There are two ways to test the DAG file:

Trigger through UI

You can put the DAG file into the $AIRFLOW_HOME/dags directory and trigger the DAG from the Airflow UI.

Below is an example run of the DAG file. You will find the exact queries executed from the logs.

example-dag-run

Note:

  • If you are launching Apache Airflow instance through airflow standalone, and you are working on macOS, you may need to execute the following line:
# To handle the issue https://bugs.python.org/issue28342
export no_proxy=*
# Then launch your Apache Airflow standalone instance
airflow standalone
  • The second batch will fail because there is no data in the source tables at after 2023-07-24.

Trigger through pytest

Follow the steps in the official Apache Airflow Guidance to test the DAG file with pytest.
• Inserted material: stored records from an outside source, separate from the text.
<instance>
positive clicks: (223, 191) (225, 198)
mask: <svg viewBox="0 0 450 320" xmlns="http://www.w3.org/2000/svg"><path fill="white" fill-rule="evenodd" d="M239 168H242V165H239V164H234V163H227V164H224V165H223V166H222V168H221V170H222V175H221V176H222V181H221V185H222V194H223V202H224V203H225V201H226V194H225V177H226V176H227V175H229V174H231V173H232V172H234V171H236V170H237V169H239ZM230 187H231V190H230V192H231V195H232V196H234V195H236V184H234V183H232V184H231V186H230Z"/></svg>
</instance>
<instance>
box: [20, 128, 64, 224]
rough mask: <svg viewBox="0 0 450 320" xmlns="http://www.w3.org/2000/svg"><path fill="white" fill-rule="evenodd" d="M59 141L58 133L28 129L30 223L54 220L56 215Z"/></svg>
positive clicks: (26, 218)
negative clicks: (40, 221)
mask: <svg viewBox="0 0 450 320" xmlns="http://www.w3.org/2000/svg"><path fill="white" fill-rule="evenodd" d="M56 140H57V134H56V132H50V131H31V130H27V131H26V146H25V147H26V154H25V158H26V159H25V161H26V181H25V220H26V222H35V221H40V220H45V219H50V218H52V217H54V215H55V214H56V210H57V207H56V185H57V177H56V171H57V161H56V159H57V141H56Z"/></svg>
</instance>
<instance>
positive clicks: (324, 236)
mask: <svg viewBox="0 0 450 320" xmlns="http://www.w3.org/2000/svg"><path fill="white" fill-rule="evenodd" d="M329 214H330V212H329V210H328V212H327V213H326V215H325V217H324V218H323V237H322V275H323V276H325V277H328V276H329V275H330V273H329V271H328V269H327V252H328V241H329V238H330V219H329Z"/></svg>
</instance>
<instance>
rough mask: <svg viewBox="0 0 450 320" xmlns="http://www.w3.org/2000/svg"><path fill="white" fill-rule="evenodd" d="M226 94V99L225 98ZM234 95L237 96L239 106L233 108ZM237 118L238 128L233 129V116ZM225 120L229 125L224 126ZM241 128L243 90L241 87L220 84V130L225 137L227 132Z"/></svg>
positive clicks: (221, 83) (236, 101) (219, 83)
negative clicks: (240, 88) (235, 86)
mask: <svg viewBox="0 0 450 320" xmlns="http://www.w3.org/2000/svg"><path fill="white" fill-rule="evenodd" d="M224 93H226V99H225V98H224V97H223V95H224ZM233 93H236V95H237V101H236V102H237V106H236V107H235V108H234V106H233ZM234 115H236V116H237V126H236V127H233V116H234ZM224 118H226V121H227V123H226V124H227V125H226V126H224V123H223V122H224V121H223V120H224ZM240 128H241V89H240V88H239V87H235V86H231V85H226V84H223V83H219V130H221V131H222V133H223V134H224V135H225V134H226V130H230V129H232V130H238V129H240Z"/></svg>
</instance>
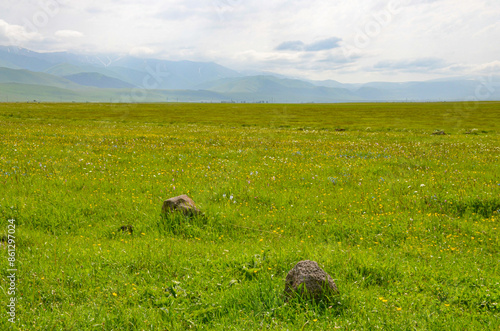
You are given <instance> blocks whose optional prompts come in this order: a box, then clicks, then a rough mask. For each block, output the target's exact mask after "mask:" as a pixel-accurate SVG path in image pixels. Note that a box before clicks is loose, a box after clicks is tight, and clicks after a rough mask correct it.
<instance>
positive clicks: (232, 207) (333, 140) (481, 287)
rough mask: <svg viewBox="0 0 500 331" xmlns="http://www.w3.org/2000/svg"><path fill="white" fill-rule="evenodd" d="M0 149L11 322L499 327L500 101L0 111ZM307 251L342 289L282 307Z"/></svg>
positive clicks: (4, 108)
mask: <svg viewBox="0 0 500 331" xmlns="http://www.w3.org/2000/svg"><path fill="white" fill-rule="evenodd" d="M336 130H337V131H336ZM342 130H345V131H342ZM436 130H444V131H445V132H446V133H447V135H432V133H433V132H434V131H436ZM0 140H1V142H0V236H2V237H1V238H0V240H1V241H0V244H1V247H0V252H1V259H0V260H1V262H0V268H1V269H0V270H1V277H0V278H1V279H0V286H1V289H2V291H1V294H0V302H1V303H2V305H4V309H3V310H2V311H3V313H2V314H1V315H0V329H1V330H9V329H12V330H186V329H194V330H261V329H274V330H287V329H288V330H332V329H342V330H375V329H381V330H498V329H499V328H500V268H499V265H500V236H499V228H500V226H499V219H500V103H495V102H489V103H422V104H412V103H399V104H397V103H391V104H382V103H380V104H339V105H273V104H263V105H252V104H143V105H139V104H136V105H134V104H130V105H118V104H0ZM180 194H188V195H189V196H191V197H192V198H193V199H194V201H195V202H196V203H197V205H198V207H200V209H202V210H203V212H204V213H205V217H199V218H192V219H185V218H183V217H180V216H170V217H167V218H163V217H162V216H161V215H160V211H161V206H162V202H163V200H165V199H167V198H169V197H173V196H177V195H180ZM9 220H10V221H9ZM9 224H12V225H15V233H14V236H15V249H16V250H15V253H16V254H15V267H16V268H17V275H16V276H17V278H16V294H15V298H16V321H15V323H14V324H13V323H11V322H9V321H8V318H9V317H8V315H7V314H6V311H7V304H8V302H9V300H10V298H11V297H12V295H9V294H8V289H9V286H10V285H9V284H10V280H9V279H8V278H7V276H8V275H9V274H10V273H9V272H8V271H7V270H8V269H10V268H11V266H9V261H8V257H9V256H8V252H9V250H8V249H7V244H8V242H6V237H5V236H6V235H7V234H8V233H9V232H8V231H9V227H8V225H9ZM123 225H132V226H133V233H132V234H129V233H128V232H123V231H119V228H120V227H121V226H123ZM10 228H11V229H12V227H10ZM11 232H12V231H11ZM306 259H309V260H314V261H317V262H318V263H319V265H320V266H321V267H323V269H324V270H325V271H327V272H328V273H329V274H330V275H331V276H332V277H333V278H334V280H335V283H336V284H337V286H338V288H339V290H340V295H339V296H338V297H336V298H335V299H334V300H332V301H328V302H319V303H314V302H307V301H303V302H301V301H299V300H295V301H293V300H292V301H290V302H287V303H285V301H284V299H283V296H282V293H283V290H284V279H285V276H286V274H287V272H288V271H289V270H290V269H291V268H292V267H293V266H294V265H295V264H296V263H297V262H298V261H300V260H306Z"/></svg>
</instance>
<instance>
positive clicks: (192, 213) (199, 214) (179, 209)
mask: <svg viewBox="0 0 500 331" xmlns="http://www.w3.org/2000/svg"><path fill="white" fill-rule="evenodd" d="M161 211H162V213H163V214H169V213H173V212H180V213H182V214H184V215H185V216H196V215H202V212H201V211H200V210H199V209H198V208H196V205H195V203H194V201H193V199H191V198H190V197H188V196H187V195H185V194H184V195H179V196H178V197H173V198H170V199H168V200H165V201H164V202H163V207H162V209H161Z"/></svg>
Here's an example Python file that shows how to bring your DAG and Pytest execution together:

import datetime

import pendulum
import pytest
import uuid
from airflow import DAG
from airflow_providers_wherobots.operators.sql import WherobotsSqlOperator

from airflow.utils.state import DagRunState, TaskInstanceState
from airflow.utils.types import DagRunType

TEST_DAG_ID = "my_custom_operator_dag" + str(uuid.uuid4())
TEST_TASK_ID = "my_custom_operator_task" + str(uuid.uuid4())
DATA_INTERVAL_START = pendulum.datetime(2023, 7, 24, tz="UTC")
DATA_INTERVAL_END = DATA_INTERVAL_START + datetime.timedelta(days=1)


@pytest.fixture()
def dag():
    with DAG(
        dag_id=TEST_DAG_ID,
        start_date=datetime.datetime.strptime("2023-07-24", "%Y-%m-%d"),
        schedule="@daily",
        catchup=True,
        max_active_runs=1,
    ) as dag:
        operator = WherobotsSqlOperator(
            task_id=TEST_TASK_ID,
            wait_for_downstream=True,
            sql="""
                INSERT INTO wherobots.test_db.top_100_hot_buildings_daily
                SELECT buildings.id, first(buildings.names), count(places.geometry), '{{ ds }}' as ts
                FROM wherobots_open_data.overture.places_place places
                     JOIN wherobots_open_data.overture.buildings_building buildings
                     ON ST_CONTAINS(buildings.geometry, places.geometry)
                WHERE places.updatetime >= '{{ ds }}'
                      AND places.updatetime < '{{ next_ds }}'
                      AND ST_CONTAINS(ST_PolygonFromEnvelope(-79.762152, 40.496103, -71.856214, 45.01585), places.geometry)
                      AND ST_CONTAINS(ST_PolygonFromEnvelope(-79.762152, 40.496103, -71.856214, 45.01585), buildings.geometry)
                GROUP BY 1
                ORDER BY 3 desc
                LIMIT 100
                """,
            return_last=False,
        )
    return dag


def test_my_custom_operator_execute_no_trigger(dag):
    dagrun = dag.create_dagrun(
        state=DagRunState.RUNNING,
        execution_date=DATA_INTERVAL_START,
        data_interval=(DATA_INTERVAL_START, DATA_INTERVAL_END),
        start_date=DATA_INTERVAL_END,
        run_type=DagRunType.MANUAL,
    )
    ti = dagrun.get_task_instance(task_id=TEST_TASK_ID)
    ti.task = dag.get_task(task_id=TEST_TASK_ID)
    ti.run(ignore_ti_state=True)
    assert ti.state == TaskInstanceState.SUCCESS
    # Assert something related to tasks results.

Copy this piece of codes into a python file, for example test_wherobots_example_dag.py. Simply execute pytest test_wherobots_example_dag.py

It can take a few minutes for your WherobotsDB SQL Session to be initialized, so you may not see any output for a little while. Logs will appear once the test completes.


Last update: July 8, 2024 02:18:16